Businesses can expect stricter carbon pollution regulations coming soon — and that’s not necessarily a bad thing, according to some.
We saw this reasoning explained in companies’ briefs supporting the EPA’s Clean Power Plan last week, with major tech firms Apple, Google, Amazon and Microsoft, along with Ikea and Mars arguing that the power plant emissions rules are “good for business.”
“When companies representing half a trillion dollars in revenue publicly support smart climate policy like the Clean Power Plan, I think we can safely put to rest the argument that regulatory action on climate will lead to economic ruin,” Environmental Defense Fund’s Tom Murray told Environmental Leader.
The Clean Power Plan will actually reduce electricity costs, these businesses argue in friends of the court briefs filed April 1. Most of the largest businesses in the US have set specific goals to boost renewable energy use to help “cut costs and hedge the risks of relying on entirely on increasingly volatile fossil fuels,” according to one such brief. Keeping the Clean Power Plan on track will stimulate more renewable investments and “long-term price certainty.”
Additionally, uncertainty around the Clean Power Plan and the future of high-emitting fuel sources, both domestically and globally, makes long-term business planning a “difficult challenge,” they say.
Another reason to include climate risk in low-term business planning is the US-China joint presidential statement made last week announcing that both countries — the world’s two biggest carbon polluters, accounting for about 40 percent of such releases — will sign the Paris climate deal on Earth Day, April 22. The Paris climate deal, reached at COP21 in December, commits the world’s countries to keep a global temperature rise this century to below 2 degrees Celsius.
“This is really an example of how climate change is a mainstream thing businesses need to pay attention to,” MIT professor Noelle Selin said in an interview with Environmental Leader. “Of course, Paris is agreed to by countries but businesses have to go home and implement it.”
Selin is teaching a professional education course about why climate change is becoming a key factor for a successful business. Climate change affects businesses, from electricity prices to supply chain costs and resource availability, to extreme weather events, Selin says. She points to the insurance industry as an example of one sector already doing this: extreme weather events like super storms and floods increase insurance losses.
“If you’re planning strategically, you need to take climate change into account because it will affect you,” Selin says. “It’s a management of risk. Businesses that are out in front of this will see benefits because they will be able to compete better.”

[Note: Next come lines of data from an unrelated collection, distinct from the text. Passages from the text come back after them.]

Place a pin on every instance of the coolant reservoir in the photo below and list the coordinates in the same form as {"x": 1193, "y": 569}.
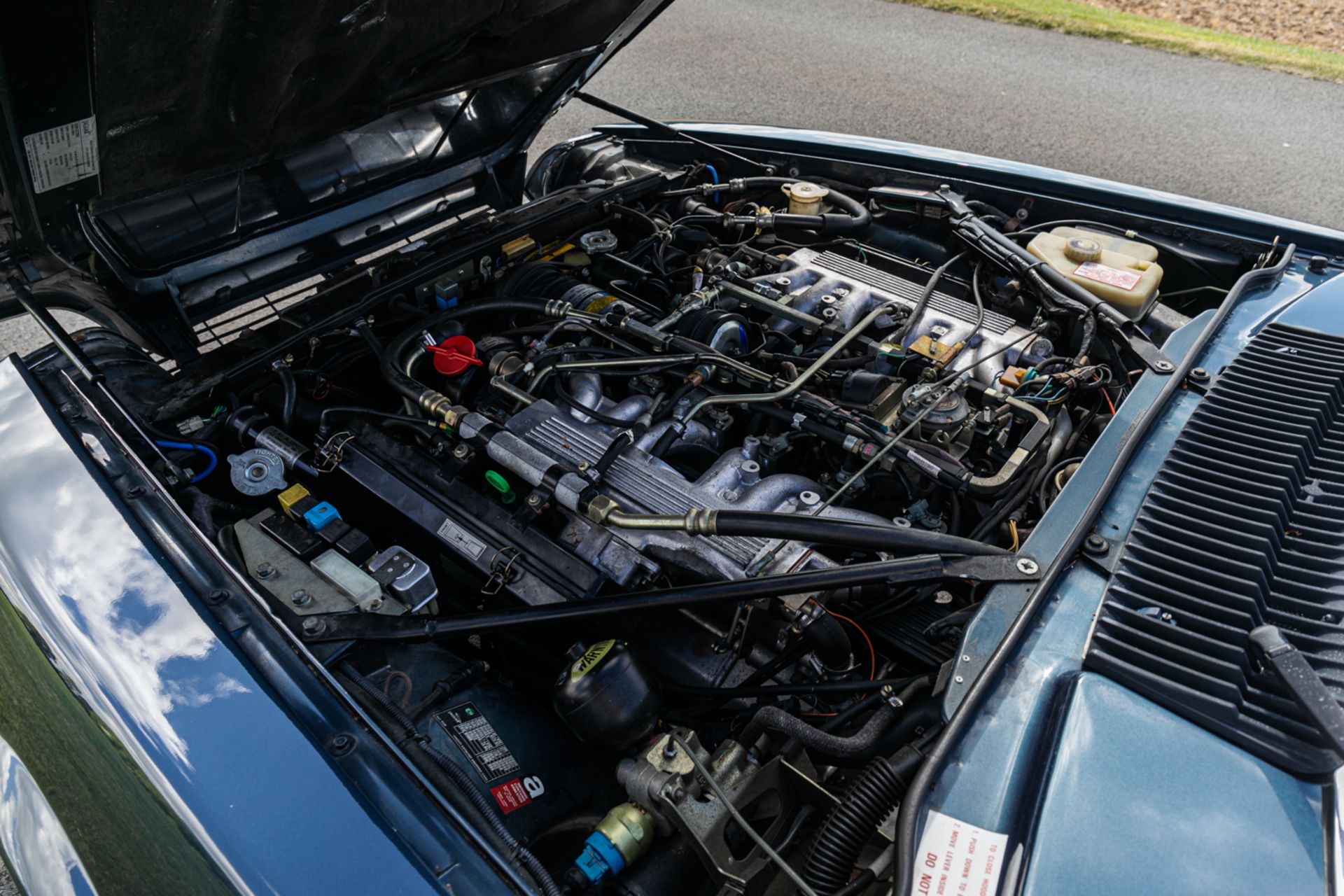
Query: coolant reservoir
{"x": 1121, "y": 272}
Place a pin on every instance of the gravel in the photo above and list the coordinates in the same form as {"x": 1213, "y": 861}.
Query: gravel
{"x": 1307, "y": 23}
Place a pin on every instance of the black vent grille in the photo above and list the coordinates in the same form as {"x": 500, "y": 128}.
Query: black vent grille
{"x": 1242, "y": 527}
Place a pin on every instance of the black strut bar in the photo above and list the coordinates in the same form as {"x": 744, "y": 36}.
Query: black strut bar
{"x": 366, "y": 626}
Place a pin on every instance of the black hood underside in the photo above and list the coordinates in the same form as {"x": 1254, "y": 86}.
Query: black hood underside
{"x": 187, "y": 88}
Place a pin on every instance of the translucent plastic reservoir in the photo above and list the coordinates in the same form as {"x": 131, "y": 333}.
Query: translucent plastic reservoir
{"x": 1121, "y": 272}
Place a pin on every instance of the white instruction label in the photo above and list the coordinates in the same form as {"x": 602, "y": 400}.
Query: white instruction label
{"x": 1108, "y": 274}
{"x": 461, "y": 539}
{"x": 958, "y": 859}
{"x": 62, "y": 155}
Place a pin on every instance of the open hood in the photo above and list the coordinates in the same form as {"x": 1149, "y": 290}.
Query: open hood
{"x": 211, "y": 150}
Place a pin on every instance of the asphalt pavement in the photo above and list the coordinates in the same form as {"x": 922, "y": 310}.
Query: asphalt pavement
{"x": 1241, "y": 136}
{"x": 1210, "y": 130}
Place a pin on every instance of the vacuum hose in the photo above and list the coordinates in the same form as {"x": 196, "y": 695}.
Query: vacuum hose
{"x": 836, "y": 746}
{"x": 855, "y": 818}
{"x": 864, "y": 536}
{"x": 429, "y": 400}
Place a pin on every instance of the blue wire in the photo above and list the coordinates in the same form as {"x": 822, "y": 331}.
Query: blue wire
{"x": 714, "y": 171}
{"x": 192, "y": 447}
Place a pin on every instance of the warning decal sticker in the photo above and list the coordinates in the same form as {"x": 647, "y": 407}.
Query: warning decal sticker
{"x": 958, "y": 859}
{"x": 62, "y": 155}
{"x": 1108, "y": 274}
{"x": 511, "y": 796}
{"x": 479, "y": 742}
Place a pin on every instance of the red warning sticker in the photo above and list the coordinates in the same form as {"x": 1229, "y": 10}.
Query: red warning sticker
{"x": 511, "y": 796}
{"x": 1108, "y": 274}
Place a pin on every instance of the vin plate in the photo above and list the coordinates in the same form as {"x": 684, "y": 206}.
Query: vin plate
{"x": 62, "y": 155}
{"x": 461, "y": 539}
{"x": 479, "y": 742}
{"x": 958, "y": 859}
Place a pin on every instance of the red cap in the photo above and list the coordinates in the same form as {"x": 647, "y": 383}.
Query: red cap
{"x": 454, "y": 355}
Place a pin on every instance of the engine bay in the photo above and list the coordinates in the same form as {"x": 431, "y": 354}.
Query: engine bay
{"x": 647, "y": 516}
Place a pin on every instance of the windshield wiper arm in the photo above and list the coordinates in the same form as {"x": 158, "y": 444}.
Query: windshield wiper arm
{"x": 652, "y": 124}
{"x": 1303, "y": 682}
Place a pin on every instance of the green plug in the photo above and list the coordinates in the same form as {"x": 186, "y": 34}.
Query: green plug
{"x": 500, "y": 485}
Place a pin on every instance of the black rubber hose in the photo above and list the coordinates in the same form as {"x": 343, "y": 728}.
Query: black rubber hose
{"x": 460, "y": 778}
{"x": 391, "y": 362}
{"x": 860, "y": 536}
{"x": 830, "y": 641}
{"x": 840, "y": 747}
{"x": 854, "y": 821}
{"x": 925, "y": 295}
{"x": 290, "y": 391}
{"x": 854, "y": 219}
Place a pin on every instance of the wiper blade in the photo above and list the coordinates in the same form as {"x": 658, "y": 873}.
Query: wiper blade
{"x": 1303, "y": 682}
{"x": 652, "y": 124}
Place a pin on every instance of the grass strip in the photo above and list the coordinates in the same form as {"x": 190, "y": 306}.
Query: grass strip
{"x": 1159, "y": 34}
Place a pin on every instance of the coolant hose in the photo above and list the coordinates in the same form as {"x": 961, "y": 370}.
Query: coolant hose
{"x": 855, "y": 818}
{"x": 460, "y": 780}
{"x": 429, "y": 400}
{"x": 853, "y": 219}
{"x": 863, "y": 536}
{"x": 839, "y": 747}
{"x": 289, "y": 390}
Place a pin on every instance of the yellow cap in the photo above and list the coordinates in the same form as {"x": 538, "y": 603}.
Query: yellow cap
{"x": 292, "y": 496}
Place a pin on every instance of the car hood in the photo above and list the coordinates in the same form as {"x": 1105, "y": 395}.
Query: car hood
{"x": 168, "y": 134}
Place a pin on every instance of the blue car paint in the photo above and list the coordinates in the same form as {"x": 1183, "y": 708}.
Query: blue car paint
{"x": 1167, "y": 830}
{"x": 996, "y": 774}
{"x": 201, "y": 732}
{"x": 33, "y": 837}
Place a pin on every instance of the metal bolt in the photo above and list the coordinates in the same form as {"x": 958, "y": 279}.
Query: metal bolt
{"x": 1096, "y": 545}
{"x": 340, "y": 745}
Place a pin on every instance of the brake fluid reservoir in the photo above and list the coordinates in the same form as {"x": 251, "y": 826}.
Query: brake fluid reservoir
{"x": 1117, "y": 270}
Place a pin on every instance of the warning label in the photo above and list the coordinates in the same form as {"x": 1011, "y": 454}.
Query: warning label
{"x": 511, "y": 796}
{"x": 461, "y": 539}
{"x": 479, "y": 742}
{"x": 1108, "y": 274}
{"x": 62, "y": 155}
{"x": 958, "y": 859}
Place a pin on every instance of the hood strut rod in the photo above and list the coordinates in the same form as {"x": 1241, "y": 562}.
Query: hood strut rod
{"x": 663, "y": 128}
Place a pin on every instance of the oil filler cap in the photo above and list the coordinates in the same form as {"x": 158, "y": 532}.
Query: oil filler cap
{"x": 454, "y": 355}
{"x": 1081, "y": 248}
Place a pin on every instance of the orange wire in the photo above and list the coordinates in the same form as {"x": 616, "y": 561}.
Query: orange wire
{"x": 873, "y": 654}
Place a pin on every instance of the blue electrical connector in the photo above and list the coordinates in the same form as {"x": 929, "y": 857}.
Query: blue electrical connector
{"x": 320, "y": 514}
{"x": 600, "y": 859}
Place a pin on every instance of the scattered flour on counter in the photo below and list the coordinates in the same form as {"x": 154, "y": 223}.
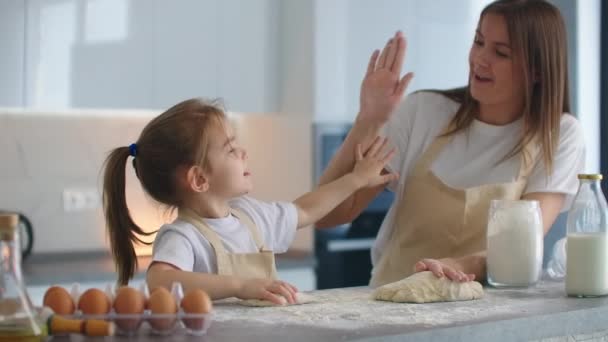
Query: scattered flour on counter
{"x": 353, "y": 308}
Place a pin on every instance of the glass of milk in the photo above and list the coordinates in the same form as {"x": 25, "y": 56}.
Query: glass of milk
{"x": 514, "y": 243}
{"x": 587, "y": 240}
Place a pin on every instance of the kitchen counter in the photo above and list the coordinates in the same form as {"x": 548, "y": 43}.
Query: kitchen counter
{"x": 349, "y": 314}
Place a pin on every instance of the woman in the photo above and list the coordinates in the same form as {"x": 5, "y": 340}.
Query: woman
{"x": 505, "y": 135}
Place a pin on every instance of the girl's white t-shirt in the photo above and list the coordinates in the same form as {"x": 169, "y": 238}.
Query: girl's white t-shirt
{"x": 182, "y": 245}
{"x": 473, "y": 156}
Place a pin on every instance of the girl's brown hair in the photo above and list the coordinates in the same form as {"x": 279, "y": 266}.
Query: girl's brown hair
{"x": 538, "y": 37}
{"x": 176, "y": 138}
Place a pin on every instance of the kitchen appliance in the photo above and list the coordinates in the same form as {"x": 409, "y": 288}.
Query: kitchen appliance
{"x": 343, "y": 252}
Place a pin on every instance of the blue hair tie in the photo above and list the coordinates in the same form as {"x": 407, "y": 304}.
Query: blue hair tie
{"x": 133, "y": 150}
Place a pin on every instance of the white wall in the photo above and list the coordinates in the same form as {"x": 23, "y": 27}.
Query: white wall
{"x": 151, "y": 54}
{"x": 588, "y": 78}
{"x": 12, "y": 31}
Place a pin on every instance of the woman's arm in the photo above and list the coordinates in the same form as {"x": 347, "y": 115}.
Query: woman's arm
{"x": 219, "y": 286}
{"x": 381, "y": 91}
{"x": 474, "y": 266}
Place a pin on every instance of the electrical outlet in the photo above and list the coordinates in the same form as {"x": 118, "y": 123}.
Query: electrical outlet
{"x": 78, "y": 199}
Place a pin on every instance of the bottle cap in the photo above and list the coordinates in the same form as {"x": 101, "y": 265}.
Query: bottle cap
{"x": 8, "y": 221}
{"x": 594, "y": 176}
{"x": 8, "y": 226}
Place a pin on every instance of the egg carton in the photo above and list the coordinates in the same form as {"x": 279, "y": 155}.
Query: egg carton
{"x": 158, "y": 324}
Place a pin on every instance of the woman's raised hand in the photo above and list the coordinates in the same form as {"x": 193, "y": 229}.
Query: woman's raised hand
{"x": 382, "y": 87}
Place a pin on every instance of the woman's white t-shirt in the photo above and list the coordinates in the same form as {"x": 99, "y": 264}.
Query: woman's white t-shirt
{"x": 473, "y": 156}
{"x": 182, "y": 245}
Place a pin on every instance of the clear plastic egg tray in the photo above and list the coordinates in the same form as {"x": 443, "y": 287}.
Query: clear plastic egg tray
{"x": 147, "y": 322}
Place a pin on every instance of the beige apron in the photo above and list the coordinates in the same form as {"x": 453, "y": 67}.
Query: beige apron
{"x": 436, "y": 221}
{"x": 243, "y": 265}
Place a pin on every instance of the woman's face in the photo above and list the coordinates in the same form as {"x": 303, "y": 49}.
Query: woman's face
{"x": 495, "y": 74}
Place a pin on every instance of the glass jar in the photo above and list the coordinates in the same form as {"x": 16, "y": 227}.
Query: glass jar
{"x": 514, "y": 243}
{"x": 18, "y": 320}
{"x": 587, "y": 247}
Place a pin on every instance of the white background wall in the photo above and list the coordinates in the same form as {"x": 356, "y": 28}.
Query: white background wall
{"x": 289, "y": 56}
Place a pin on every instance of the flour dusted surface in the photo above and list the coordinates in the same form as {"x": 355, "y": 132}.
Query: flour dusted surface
{"x": 353, "y": 308}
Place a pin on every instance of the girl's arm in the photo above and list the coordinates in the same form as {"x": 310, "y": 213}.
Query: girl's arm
{"x": 314, "y": 205}
{"x": 220, "y": 286}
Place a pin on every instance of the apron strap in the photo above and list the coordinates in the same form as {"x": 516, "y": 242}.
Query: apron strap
{"x": 223, "y": 263}
{"x": 431, "y": 152}
{"x": 253, "y": 229}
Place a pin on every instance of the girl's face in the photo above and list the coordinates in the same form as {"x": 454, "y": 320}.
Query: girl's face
{"x": 228, "y": 175}
{"x": 495, "y": 75}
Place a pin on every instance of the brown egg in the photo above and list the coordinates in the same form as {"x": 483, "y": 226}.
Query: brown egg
{"x": 58, "y": 299}
{"x": 94, "y": 302}
{"x": 129, "y": 301}
{"x": 196, "y": 301}
{"x": 161, "y": 301}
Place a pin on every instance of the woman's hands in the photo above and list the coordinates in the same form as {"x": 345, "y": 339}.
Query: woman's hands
{"x": 382, "y": 87}
{"x": 275, "y": 291}
{"x": 448, "y": 267}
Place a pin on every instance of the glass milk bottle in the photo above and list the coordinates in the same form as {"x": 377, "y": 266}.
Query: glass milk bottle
{"x": 18, "y": 320}
{"x": 587, "y": 240}
{"x": 514, "y": 243}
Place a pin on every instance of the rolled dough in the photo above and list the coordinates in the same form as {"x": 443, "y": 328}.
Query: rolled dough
{"x": 425, "y": 287}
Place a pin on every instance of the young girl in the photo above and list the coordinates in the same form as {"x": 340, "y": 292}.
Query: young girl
{"x": 222, "y": 241}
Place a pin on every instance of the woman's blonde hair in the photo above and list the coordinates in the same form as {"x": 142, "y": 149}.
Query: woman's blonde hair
{"x": 538, "y": 38}
{"x": 178, "y": 137}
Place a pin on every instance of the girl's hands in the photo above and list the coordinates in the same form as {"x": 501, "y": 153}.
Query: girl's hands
{"x": 369, "y": 166}
{"x": 276, "y": 291}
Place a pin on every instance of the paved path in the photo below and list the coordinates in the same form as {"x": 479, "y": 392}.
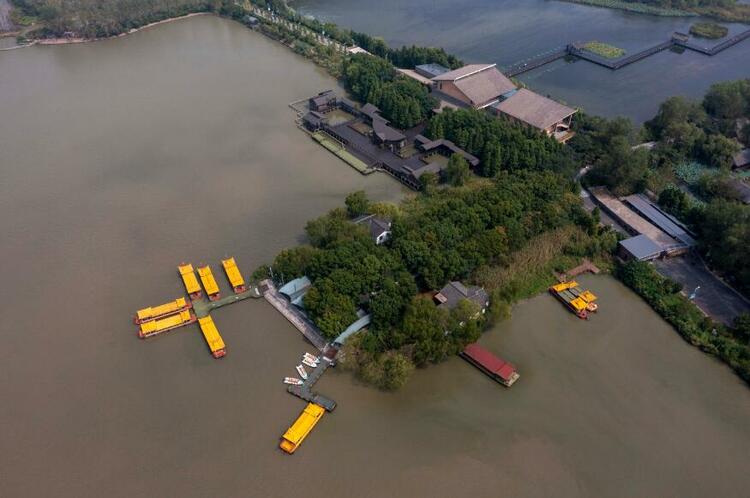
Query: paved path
{"x": 715, "y": 298}
{"x": 5, "y": 24}
{"x": 293, "y": 315}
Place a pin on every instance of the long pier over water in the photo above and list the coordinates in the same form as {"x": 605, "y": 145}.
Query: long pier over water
{"x": 678, "y": 40}
{"x": 296, "y": 318}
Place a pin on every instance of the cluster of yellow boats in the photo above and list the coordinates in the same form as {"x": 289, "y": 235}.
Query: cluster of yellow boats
{"x": 579, "y": 301}
{"x": 174, "y": 314}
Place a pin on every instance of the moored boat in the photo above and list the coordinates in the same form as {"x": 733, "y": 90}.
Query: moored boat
{"x": 309, "y": 363}
{"x": 302, "y": 372}
{"x": 315, "y": 359}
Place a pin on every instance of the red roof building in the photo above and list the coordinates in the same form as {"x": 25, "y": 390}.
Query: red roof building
{"x": 498, "y": 369}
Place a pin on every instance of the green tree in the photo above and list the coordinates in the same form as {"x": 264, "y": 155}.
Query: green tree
{"x": 357, "y": 204}
{"x": 397, "y": 369}
{"x": 719, "y": 151}
{"x": 457, "y": 172}
{"x": 423, "y": 329}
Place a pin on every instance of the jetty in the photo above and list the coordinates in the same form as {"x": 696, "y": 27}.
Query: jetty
{"x": 577, "y": 50}
{"x": 181, "y": 312}
{"x": 305, "y": 391}
{"x": 293, "y": 314}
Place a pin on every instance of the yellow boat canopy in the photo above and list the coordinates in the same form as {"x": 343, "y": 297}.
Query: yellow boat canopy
{"x": 164, "y": 324}
{"x": 233, "y": 273}
{"x": 164, "y": 309}
{"x": 588, "y": 296}
{"x": 188, "y": 278}
{"x": 209, "y": 282}
{"x": 294, "y": 436}
{"x": 211, "y": 334}
{"x": 564, "y": 286}
{"x": 579, "y": 304}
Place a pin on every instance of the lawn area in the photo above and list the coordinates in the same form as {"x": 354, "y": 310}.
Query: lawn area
{"x": 709, "y": 30}
{"x": 605, "y": 50}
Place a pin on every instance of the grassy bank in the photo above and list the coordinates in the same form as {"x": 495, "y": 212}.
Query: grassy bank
{"x": 605, "y": 50}
{"x": 638, "y": 8}
{"x": 709, "y": 30}
{"x": 728, "y": 13}
{"x": 664, "y": 296}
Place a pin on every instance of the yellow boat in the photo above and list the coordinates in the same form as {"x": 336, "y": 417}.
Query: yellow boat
{"x": 147, "y": 314}
{"x": 188, "y": 278}
{"x": 211, "y": 334}
{"x": 154, "y": 327}
{"x": 209, "y": 282}
{"x": 297, "y": 433}
{"x": 564, "y": 286}
{"x": 233, "y": 274}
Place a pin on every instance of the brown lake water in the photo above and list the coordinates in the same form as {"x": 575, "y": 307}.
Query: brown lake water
{"x": 120, "y": 159}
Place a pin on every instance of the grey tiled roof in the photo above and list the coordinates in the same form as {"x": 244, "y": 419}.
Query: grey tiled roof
{"x": 534, "y": 109}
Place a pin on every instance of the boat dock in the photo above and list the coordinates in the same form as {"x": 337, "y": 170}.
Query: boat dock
{"x": 151, "y": 328}
{"x": 170, "y": 308}
{"x": 213, "y": 339}
{"x": 203, "y": 308}
{"x": 209, "y": 282}
{"x": 180, "y": 312}
{"x": 678, "y": 40}
{"x": 233, "y": 275}
{"x": 294, "y": 315}
{"x": 305, "y": 392}
{"x": 192, "y": 286}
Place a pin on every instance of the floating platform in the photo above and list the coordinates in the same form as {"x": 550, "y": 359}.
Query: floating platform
{"x": 494, "y": 367}
{"x": 170, "y": 322}
{"x": 209, "y": 283}
{"x": 297, "y": 433}
{"x": 192, "y": 286}
{"x": 233, "y": 275}
{"x": 213, "y": 339}
{"x": 156, "y": 312}
{"x": 580, "y": 302}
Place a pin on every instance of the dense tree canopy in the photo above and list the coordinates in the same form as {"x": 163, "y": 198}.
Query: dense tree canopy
{"x": 500, "y": 144}
{"x": 403, "y": 101}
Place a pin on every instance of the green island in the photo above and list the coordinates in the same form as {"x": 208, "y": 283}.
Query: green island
{"x": 724, "y": 10}
{"x": 709, "y": 30}
{"x": 605, "y": 50}
{"x": 508, "y": 225}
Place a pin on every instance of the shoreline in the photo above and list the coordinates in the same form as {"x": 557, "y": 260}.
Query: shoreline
{"x": 73, "y": 41}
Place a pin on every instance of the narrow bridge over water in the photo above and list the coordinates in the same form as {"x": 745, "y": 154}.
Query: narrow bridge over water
{"x": 678, "y": 40}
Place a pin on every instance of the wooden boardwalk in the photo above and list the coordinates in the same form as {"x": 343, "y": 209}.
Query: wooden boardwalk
{"x": 576, "y": 50}
{"x": 291, "y": 313}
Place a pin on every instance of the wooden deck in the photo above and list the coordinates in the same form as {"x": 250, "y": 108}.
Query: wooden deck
{"x": 291, "y": 313}
{"x": 575, "y": 50}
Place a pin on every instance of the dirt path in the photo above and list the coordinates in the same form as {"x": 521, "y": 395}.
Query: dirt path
{"x": 5, "y": 24}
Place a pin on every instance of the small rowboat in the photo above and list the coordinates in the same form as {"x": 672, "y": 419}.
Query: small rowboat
{"x": 309, "y": 363}
{"x": 302, "y": 372}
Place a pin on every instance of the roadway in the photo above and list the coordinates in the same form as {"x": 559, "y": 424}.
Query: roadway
{"x": 714, "y": 297}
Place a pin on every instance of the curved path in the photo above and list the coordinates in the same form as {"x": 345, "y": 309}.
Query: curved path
{"x": 5, "y": 24}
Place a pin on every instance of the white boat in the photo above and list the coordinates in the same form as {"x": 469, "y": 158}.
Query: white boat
{"x": 302, "y": 372}
{"x": 309, "y": 363}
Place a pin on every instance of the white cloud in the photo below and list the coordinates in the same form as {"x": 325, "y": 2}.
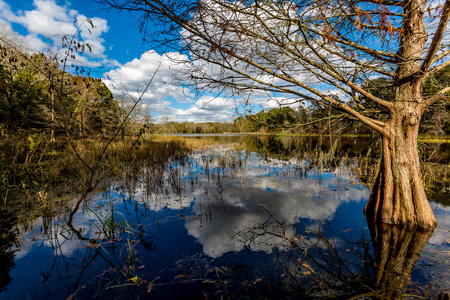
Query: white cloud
{"x": 132, "y": 78}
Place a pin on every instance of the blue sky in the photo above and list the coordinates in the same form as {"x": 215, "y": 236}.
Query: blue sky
{"x": 118, "y": 55}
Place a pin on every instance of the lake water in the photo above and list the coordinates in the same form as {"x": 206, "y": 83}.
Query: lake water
{"x": 250, "y": 217}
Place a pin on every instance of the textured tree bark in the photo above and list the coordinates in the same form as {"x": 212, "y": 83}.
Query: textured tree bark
{"x": 396, "y": 251}
{"x": 398, "y": 196}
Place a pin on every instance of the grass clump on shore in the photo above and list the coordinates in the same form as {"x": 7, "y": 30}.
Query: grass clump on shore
{"x": 32, "y": 166}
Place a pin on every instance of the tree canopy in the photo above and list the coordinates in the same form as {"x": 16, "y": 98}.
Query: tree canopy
{"x": 321, "y": 51}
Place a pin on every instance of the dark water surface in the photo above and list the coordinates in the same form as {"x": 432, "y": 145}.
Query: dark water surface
{"x": 251, "y": 217}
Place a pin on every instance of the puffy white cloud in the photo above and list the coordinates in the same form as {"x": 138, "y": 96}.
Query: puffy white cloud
{"x": 132, "y": 78}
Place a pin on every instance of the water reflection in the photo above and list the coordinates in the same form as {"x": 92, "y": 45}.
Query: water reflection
{"x": 229, "y": 222}
{"x": 396, "y": 252}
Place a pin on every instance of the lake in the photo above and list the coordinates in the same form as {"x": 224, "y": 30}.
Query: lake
{"x": 248, "y": 217}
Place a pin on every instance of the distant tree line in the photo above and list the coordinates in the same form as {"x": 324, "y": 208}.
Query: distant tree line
{"x": 34, "y": 96}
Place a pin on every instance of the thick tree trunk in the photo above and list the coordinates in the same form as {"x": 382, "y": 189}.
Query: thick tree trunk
{"x": 396, "y": 251}
{"x": 398, "y": 196}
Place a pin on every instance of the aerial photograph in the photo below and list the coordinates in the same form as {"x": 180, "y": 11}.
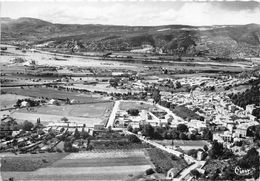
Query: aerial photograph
{"x": 129, "y": 90}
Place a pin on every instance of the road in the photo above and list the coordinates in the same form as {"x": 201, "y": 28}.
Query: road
{"x": 190, "y": 160}
{"x": 113, "y": 114}
{"x": 194, "y": 164}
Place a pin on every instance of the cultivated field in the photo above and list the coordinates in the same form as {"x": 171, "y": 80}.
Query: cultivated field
{"x": 94, "y": 110}
{"x": 8, "y": 100}
{"x": 109, "y": 165}
{"x": 136, "y": 105}
{"x": 184, "y": 144}
{"x": 89, "y": 114}
{"x": 39, "y": 92}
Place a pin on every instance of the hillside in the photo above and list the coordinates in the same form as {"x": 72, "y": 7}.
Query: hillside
{"x": 226, "y": 41}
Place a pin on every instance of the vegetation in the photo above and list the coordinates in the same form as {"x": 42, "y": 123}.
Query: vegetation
{"x": 164, "y": 161}
{"x": 133, "y": 112}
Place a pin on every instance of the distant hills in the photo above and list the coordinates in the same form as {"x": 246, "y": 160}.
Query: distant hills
{"x": 226, "y": 41}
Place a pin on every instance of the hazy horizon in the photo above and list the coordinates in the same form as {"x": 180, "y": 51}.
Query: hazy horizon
{"x": 139, "y": 13}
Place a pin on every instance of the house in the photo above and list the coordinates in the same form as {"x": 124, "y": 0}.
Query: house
{"x": 24, "y": 104}
{"x": 172, "y": 173}
{"x": 53, "y": 102}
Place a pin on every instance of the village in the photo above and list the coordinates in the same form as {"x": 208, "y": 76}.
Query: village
{"x": 188, "y": 115}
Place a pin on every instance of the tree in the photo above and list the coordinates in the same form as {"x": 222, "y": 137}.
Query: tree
{"x": 27, "y": 125}
{"x": 84, "y": 135}
{"x": 191, "y": 137}
{"x": 129, "y": 128}
{"x": 76, "y": 134}
{"x": 133, "y": 139}
{"x": 182, "y": 128}
{"x": 64, "y": 119}
{"x": 156, "y": 96}
{"x": 133, "y": 112}
{"x": 183, "y": 136}
{"x": 193, "y": 153}
{"x": 207, "y": 134}
{"x": 195, "y": 173}
{"x": 114, "y": 82}
{"x": 217, "y": 150}
{"x": 205, "y": 147}
{"x": 174, "y": 134}
{"x": 148, "y": 130}
{"x": 157, "y": 133}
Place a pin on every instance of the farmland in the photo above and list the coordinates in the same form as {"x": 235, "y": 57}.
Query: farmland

The US-China announcement last week makes it clear to businesses that climate change policy is coming, which means in addition to the other environmental and business benefits, reducing emissions will lower compliance costs for companies and put them less at risk of facing regulatory action.
The Obama administration has said the Clean Power Plan will play a key role in helping the US achieve its global warming targets. The plan, which has been challenged in the courts, would cut carbon emissions by 32 percent by 2030, compared to 2005 levels. Having a set policy in place will benefit business, Selin says.
“For businesses, whether you think is perfect or not, the question is really adapting to what’s there and being able to have predictability,” she says. “Once you have a rule in place you can then adjust your business model accordingly and make decisions accordingly. What we’ve had over the past several years is the big unknown so the question has been how — if at all — is the US going to regulate CO2? Now, with the Clean Power Plan, it gives some certainty of what the landscape is going to look like. You see a lot of these companies saying OK we want to plan for the future and the Clean Power Plan is what we’ve got.”
Some businesses are already taking steps to plan for a low-carbon future, such as the 122 companies including Ikea, Coca-Cola Enterprises, Walmart, Kellogg and Dell that have committed to set emissions reduction targets in line with what scientists say is necessary to keep global warming below the threshold of 2 degrees Celsius. The Science Based Targets initiative is a joint effort of CDP (formerly Carbon Disclosure Project), World Resources Institute, World Wildlife Fund and UN Global Compact that works with companies to set science-based emissions targets and only approves corporate targets that meet its strict criteria.
To date, only 12 companies’ targets have been approved: Coca-Cola Enterprises, Dell, Enel, General Mills, Kellogg, NRG Energy, Procter & Gamble, Sony, Thalys, Pfizer, Coca-Cola Hellenic Bottling Company AG and International Post Corporation.
The US-China announcement should spur companies into action, Cynthia Cummis told Environmental Leader. Cummis is WRI’s lead on the Science Based Targets initiative.
“It’s notable that President Obama and President Xi Jinping reiterated the measures they would take to accelerate the growth of the low-carbon economy, citing their support for initiatives such as Mission Innovation and the Clean Energy Ministerial,” she says. “This puts companies on firmer ground to make the ambitious emissions cuts that climate scientists say are necessary. Companies should also consider the risks of ‘business as usual’ when the leaders of the world’s two greatest economic powers signal that change is coming.”